Verfall der Währung: Erdoğan kämpft um die türkische Lira
Wer US-Dollar in die heimische Währung tauscht, bekommt einen Gratis-Döner. Aber das wird die Krise kaum stoppen.
Präsident Recep Tayyip Erdoğan sieht seine Macht durch die Wirtschaftskrise erstmals seit Langem wieder ernsthaft bedroht – und schlägt in der für ihn typischen Weise um sich. „Der Angriff auf unsere nationale Währung ist ein neuerlicher Putschversuch“, behauptet er. „Nachdem sie es mit militärischen Mitteln im Juni nicht geschafft haben, die Regierung zu stürzen, versuchen sie es nun mit ökonomischen Mitteln“.
„Sie“, das sind die bekannten Widersacher der Gülen-Bewegung und der kurdischen PKK im Verbund mit „imperialistischen“ auswärtigen Kräften, die der Türkei schaden wollten.
Mit großer Geste rief Erdoğan dazu auf, das „Vaterland zu retten“. Jeder türkische Patriot, der über ausländische Devisen verfügt, solle diese in Lira umtauschen, um so den Kurs der heimischen Währung zu stützen. Umgehend boten einige Döner-Restaurants Kunden, die 200 Dollar in Lira umgetauscht hatten, ein Gratis-Essen an. Ähnliche Offerten gibt es von Bäckern oder Friseuren. Friedhofssteinmetze meißeln sogar bei entsprechender Dollarmenge einen Grabstein umsonst.
Die Devisenreserven reichen nicht
Klingt kurios, hat einen bedrohlichen Hintergrund. Die oppositionelle Tageszeitung Cumhuriyet schrieb kürzlich, die staatlichen Devisenreserven würden kaum noch ausreichen, um die nächsten Rechnungen für Öl – und Gasimporte zu zahlen. Erdoğan hat deshalb den Russen angeboten, Öl und Gas künftig in Rubel zu bezahlen und Russland die Möglichkeit zu geben, in der Türkei in Lira einzukaufen.

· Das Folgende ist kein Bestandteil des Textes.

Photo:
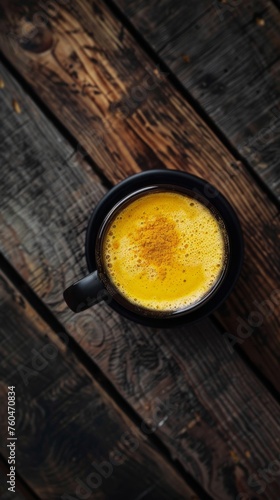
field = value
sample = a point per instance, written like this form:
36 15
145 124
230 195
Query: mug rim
194 184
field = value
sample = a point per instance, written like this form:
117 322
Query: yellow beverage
164 251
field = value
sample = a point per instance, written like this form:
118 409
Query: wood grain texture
227 55
67 426
206 406
106 91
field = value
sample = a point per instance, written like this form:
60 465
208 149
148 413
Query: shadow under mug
97 286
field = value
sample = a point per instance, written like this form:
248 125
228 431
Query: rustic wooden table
91 92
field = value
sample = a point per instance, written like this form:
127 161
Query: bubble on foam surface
151 256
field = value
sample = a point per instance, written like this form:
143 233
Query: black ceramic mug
97 287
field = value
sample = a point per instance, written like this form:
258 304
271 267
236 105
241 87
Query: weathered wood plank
226 54
67 426
9 495
205 405
106 91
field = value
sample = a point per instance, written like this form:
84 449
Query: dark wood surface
209 412
59 411
227 56
91 77
175 380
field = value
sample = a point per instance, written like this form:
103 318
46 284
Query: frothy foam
164 251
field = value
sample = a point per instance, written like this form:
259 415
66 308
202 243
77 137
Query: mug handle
85 293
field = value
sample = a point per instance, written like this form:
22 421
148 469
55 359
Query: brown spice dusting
157 241
16 106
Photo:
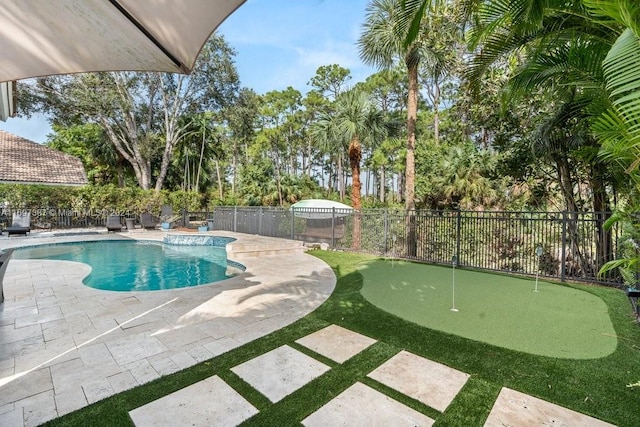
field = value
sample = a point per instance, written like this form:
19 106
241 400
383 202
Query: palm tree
382 43
355 119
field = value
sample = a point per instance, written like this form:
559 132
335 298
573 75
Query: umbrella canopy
320 209
40 38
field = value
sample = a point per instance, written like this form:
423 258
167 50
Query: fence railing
573 245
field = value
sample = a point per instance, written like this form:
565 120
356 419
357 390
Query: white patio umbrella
320 209
48 37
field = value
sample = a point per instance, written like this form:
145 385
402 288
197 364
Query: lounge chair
147 222
21 224
167 218
114 223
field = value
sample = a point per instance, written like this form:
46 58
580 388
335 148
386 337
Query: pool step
257 246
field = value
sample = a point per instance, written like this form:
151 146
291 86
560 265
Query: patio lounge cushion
114 223
21 223
147 221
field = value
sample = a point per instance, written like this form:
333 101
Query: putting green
557 321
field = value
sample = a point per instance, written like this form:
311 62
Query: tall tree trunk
219 175
601 208
197 187
382 180
340 178
355 155
410 170
579 264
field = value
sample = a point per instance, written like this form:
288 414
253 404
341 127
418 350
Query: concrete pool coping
65 345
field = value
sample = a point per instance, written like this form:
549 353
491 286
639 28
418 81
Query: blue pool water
125 265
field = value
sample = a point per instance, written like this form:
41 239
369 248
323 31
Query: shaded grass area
595 387
503 310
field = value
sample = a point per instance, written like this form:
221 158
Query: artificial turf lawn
557 321
596 387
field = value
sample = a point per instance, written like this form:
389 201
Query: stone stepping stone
426 381
360 405
206 403
336 343
280 372
515 408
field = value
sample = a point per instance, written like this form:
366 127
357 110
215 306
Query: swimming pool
130 265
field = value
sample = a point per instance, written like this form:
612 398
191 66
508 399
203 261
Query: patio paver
210 402
64 345
429 382
336 343
513 408
280 372
360 405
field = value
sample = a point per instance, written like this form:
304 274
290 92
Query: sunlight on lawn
558 321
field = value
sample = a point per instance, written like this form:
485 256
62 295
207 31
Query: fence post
385 237
458 226
563 255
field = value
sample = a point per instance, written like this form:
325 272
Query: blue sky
279 43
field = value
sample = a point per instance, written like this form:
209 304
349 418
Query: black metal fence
560 245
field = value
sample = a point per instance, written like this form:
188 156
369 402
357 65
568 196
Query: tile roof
24 161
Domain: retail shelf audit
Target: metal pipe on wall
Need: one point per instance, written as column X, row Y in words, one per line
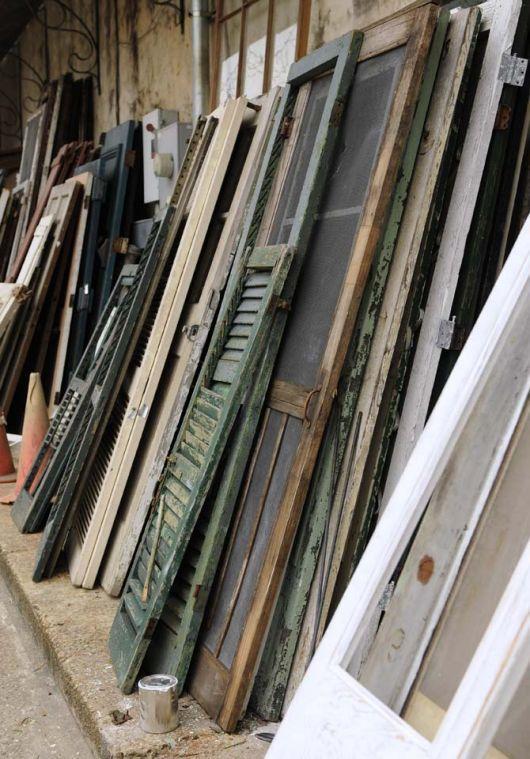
column 200, row 46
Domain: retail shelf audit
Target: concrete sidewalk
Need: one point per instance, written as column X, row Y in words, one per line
column 71, row 626
column 34, row 718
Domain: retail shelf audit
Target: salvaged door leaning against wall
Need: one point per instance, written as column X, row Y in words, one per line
column 305, row 190
column 468, row 433
column 376, row 123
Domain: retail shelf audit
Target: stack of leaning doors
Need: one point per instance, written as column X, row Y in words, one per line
column 324, row 212
column 118, row 487
column 77, row 424
column 446, row 673
column 438, row 226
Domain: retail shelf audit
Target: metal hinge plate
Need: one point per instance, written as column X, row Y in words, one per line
column 287, row 127
column 83, row 298
column 503, row 118
column 99, row 187
column 121, row 245
column 513, row 69
column 130, row 159
column 450, row 336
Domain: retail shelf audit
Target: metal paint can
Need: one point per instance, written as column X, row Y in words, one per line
column 158, row 703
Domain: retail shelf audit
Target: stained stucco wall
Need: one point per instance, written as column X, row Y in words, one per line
column 155, row 58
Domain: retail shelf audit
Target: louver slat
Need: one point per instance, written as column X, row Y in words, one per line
column 201, row 441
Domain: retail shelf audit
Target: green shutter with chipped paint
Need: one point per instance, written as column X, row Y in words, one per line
column 30, row 507
column 239, row 339
column 174, row 645
column 115, row 358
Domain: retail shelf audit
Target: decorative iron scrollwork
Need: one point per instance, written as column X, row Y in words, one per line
column 179, row 10
column 58, row 16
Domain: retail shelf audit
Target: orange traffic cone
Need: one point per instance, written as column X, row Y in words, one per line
column 7, row 468
column 34, row 429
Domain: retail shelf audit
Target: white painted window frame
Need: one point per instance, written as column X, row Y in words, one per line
column 332, row 714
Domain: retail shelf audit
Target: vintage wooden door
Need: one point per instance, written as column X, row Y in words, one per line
column 461, row 451
column 376, row 123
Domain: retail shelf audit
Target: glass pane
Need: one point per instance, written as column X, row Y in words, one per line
column 256, row 31
column 284, row 42
column 229, row 58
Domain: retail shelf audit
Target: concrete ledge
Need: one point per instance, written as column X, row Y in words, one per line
column 72, row 627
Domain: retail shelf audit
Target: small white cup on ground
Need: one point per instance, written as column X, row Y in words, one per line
column 158, row 703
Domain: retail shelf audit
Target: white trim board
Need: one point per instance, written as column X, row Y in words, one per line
column 332, row 714
column 86, row 180
column 454, row 237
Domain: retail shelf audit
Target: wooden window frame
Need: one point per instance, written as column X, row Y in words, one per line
column 302, row 36
column 332, row 710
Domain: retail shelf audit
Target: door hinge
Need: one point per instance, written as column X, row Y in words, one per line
column 130, row 159
column 287, row 127
column 121, row 245
column 503, row 118
column 451, row 337
column 190, row 330
column 99, row 187
column 83, row 298
column 336, row 112
column 512, row 69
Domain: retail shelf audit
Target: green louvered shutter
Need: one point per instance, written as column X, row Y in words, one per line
column 31, row 506
column 240, row 337
column 115, row 356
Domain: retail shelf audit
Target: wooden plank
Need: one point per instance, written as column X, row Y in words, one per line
column 426, row 716
column 369, row 236
column 63, row 156
column 65, row 322
column 497, row 545
column 296, row 627
column 454, row 237
column 477, row 407
column 494, row 674
column 389, row 337
column 62, row 201
column 34, row 257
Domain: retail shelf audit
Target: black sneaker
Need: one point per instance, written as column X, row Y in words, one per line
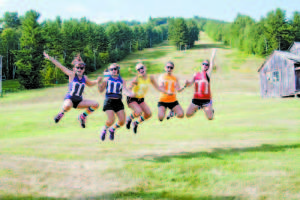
column 170, row 115
column 128, row 122
column 134, row 127
column 81, row 119
column 58, row 117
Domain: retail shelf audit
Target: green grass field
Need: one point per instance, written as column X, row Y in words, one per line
column 249, row 151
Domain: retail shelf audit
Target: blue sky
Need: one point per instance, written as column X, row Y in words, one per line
column 114, row 10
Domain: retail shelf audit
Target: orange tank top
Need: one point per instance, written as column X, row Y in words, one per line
column 169, row 83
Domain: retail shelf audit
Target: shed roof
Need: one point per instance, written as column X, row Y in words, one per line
column 284, row 54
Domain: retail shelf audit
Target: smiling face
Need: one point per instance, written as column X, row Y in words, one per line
column 141, row 69
column 114, row 69
column 79, row 68
column 205, row 65
column 169, row 67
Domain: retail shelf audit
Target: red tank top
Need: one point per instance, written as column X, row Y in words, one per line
column 202, row 86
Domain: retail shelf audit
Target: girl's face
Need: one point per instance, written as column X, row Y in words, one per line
column 113, row 70
column 79, row 69
column 205, row 65
column 169, row 68
column 141, row 69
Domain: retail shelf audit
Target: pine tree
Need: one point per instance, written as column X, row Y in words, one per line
column 30, row 56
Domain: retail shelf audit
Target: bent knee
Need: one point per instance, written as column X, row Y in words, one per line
column 121, row 123
column 110, row 122
column 147, row 115
column 180, row 115
column 189, row 115
column 96, row 105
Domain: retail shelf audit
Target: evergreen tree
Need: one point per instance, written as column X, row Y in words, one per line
column 30, row 56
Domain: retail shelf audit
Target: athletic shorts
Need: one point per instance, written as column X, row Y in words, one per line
column 202, row 102
column 169, row 105
column 113, row 104
column 132, row 99
column 75, row 100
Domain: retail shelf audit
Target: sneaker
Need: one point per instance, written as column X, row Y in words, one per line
column 112, row 134
column 58, row 117
column 81, row 119
column 103, row 134
column 134, row 127
column 170, row 115
column 128, row 122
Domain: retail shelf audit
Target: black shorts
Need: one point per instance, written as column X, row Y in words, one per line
column 169, row 105
column 75, row 100
column 113, row 104
column 132, row 99
column 202, row 102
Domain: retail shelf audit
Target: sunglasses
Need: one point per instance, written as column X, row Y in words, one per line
column 112, row 69
column 141, row 68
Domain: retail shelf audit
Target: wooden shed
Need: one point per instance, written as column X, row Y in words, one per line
column 295, row 48
column 280, row 75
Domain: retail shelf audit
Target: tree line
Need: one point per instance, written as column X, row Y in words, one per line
column 273, row 32
column 23, row 40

Dasselbe möchte er im Handel mit Iran und China erreichen. Die Türkei benötigt dringend Devisen. Sämtliche staatlichen Institutionen wurden bereits angewiesen, ihre Dollarreserven umzutauschen. Das Verteidigungsministerium musste seine letzten 260 Millionen Dollar hergeben – und kann nun weder ausländische Kämpfer in Syrien bezahlen noch im Ausland Waffen kaufen.
Präsident Erdoğan
Dabei sind sich viele Ökonomen einig, was zum Verfall der Lira geführt hat: Neben der allgemeinen Schwäche vieler Schwellenländer sind das vor allem hausgemachte Gründe. Die Repressionspolitik Erdoğans, die damit verbundene Rechtsunsicherheit und das Streben des Präsidenten nach unumschränkter Macht führen offenbar dazu, dass sich Investoren nicht mehr in der Türkei engagieren wollen.
Ausländische Direktinvestitionen sind im ersten Halbjahr 2016 um über die Hälfte zurückgegangen. Dass Erdoğan nun die Zentralbank zwingt, die Zinsen zu senken, lässt auch alle Spekulanten einen Bogen um die Türkei machen.